In order to answer these questions we first turn, with a
mistrustful eye, to objective opinion sources. Editorials in newspapers and
magazines, talk shows and news programs, public radio, blogs, and (because
there's just too much for one person to read, listen to, and view) friends who
have gleaned information from other impartial venues.
But even as we take in the information shoveled out at a
stupendous rate from dozens of different sources, we begin to worry. Who owns
the news? How do bloggers pay their rent? Why, in spite of what I'm being told,
is the economy, and the world in general, getting worse?

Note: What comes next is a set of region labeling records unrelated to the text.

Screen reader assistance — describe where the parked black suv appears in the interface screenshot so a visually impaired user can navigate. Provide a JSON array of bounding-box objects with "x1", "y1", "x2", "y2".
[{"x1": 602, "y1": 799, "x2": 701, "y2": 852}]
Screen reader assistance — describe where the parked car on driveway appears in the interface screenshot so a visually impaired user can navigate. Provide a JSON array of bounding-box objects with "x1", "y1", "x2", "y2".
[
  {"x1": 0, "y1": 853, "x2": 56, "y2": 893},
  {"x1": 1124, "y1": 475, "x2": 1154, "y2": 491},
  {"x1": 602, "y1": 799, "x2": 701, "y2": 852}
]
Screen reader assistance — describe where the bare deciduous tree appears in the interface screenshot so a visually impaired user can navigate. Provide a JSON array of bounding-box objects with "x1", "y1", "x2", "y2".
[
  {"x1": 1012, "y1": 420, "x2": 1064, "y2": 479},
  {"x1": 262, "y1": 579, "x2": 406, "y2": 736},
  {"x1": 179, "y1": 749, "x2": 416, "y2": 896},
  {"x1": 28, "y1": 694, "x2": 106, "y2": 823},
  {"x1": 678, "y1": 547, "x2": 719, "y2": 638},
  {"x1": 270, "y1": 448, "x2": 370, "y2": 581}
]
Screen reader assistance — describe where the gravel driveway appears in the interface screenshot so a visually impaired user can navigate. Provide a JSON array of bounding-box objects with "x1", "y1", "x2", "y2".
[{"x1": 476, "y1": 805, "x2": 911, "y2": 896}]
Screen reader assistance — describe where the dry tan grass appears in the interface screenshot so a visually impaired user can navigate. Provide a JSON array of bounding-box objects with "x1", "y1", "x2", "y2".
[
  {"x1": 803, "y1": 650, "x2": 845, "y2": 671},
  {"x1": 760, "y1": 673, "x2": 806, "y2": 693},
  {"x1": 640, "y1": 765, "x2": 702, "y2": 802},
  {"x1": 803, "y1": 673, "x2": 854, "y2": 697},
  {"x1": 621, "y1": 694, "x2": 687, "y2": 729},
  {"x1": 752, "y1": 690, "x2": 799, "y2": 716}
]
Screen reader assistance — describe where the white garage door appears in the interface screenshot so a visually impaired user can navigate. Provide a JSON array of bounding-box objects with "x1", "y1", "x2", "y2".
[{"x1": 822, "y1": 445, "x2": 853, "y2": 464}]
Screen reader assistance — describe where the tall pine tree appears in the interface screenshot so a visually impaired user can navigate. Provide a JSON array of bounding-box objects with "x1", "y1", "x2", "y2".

This dissatisfaction brings us to fictional accounts. Crime
shows, mysteries, and films speak to the bystander in a dangerous world. These
forms of entertainment corroborate our feelings of distrust and allow us to
think about how we might fit into a world that wouldn't even be aware of us
getting crushed under its collective weight.
Fiction, better than reality, gives us heroes who can't let
us down, who cannot be arrested, convicted, or vilified. Maybe these stories
won't be able to resolve our dilemmas in the real world, but they can offer
escape through a fantasy where even a common everyday Joe (or Jane) can be
saved.
This salvation has always been our goal. Forgiveness for our
sinful desires and secret trysts, for our failures and broken commandments, for
our weakness beside the machine that covers the world with its cold, gray
shadow.
This is why we have TV psychologists and mother substitutes,
confessionals and paparazzi. On the one hand we're looking for deliverance, and
on the other we seek to show how even the rich and famous are flawed.
We need forgiveness and someone to blame. So the story of crime fills our TVs, theaters, cinemas, computer files, and bookshelves. We are fascinated with stories of crime, real or imagined, because we need them to cleanse the modern world from our souls.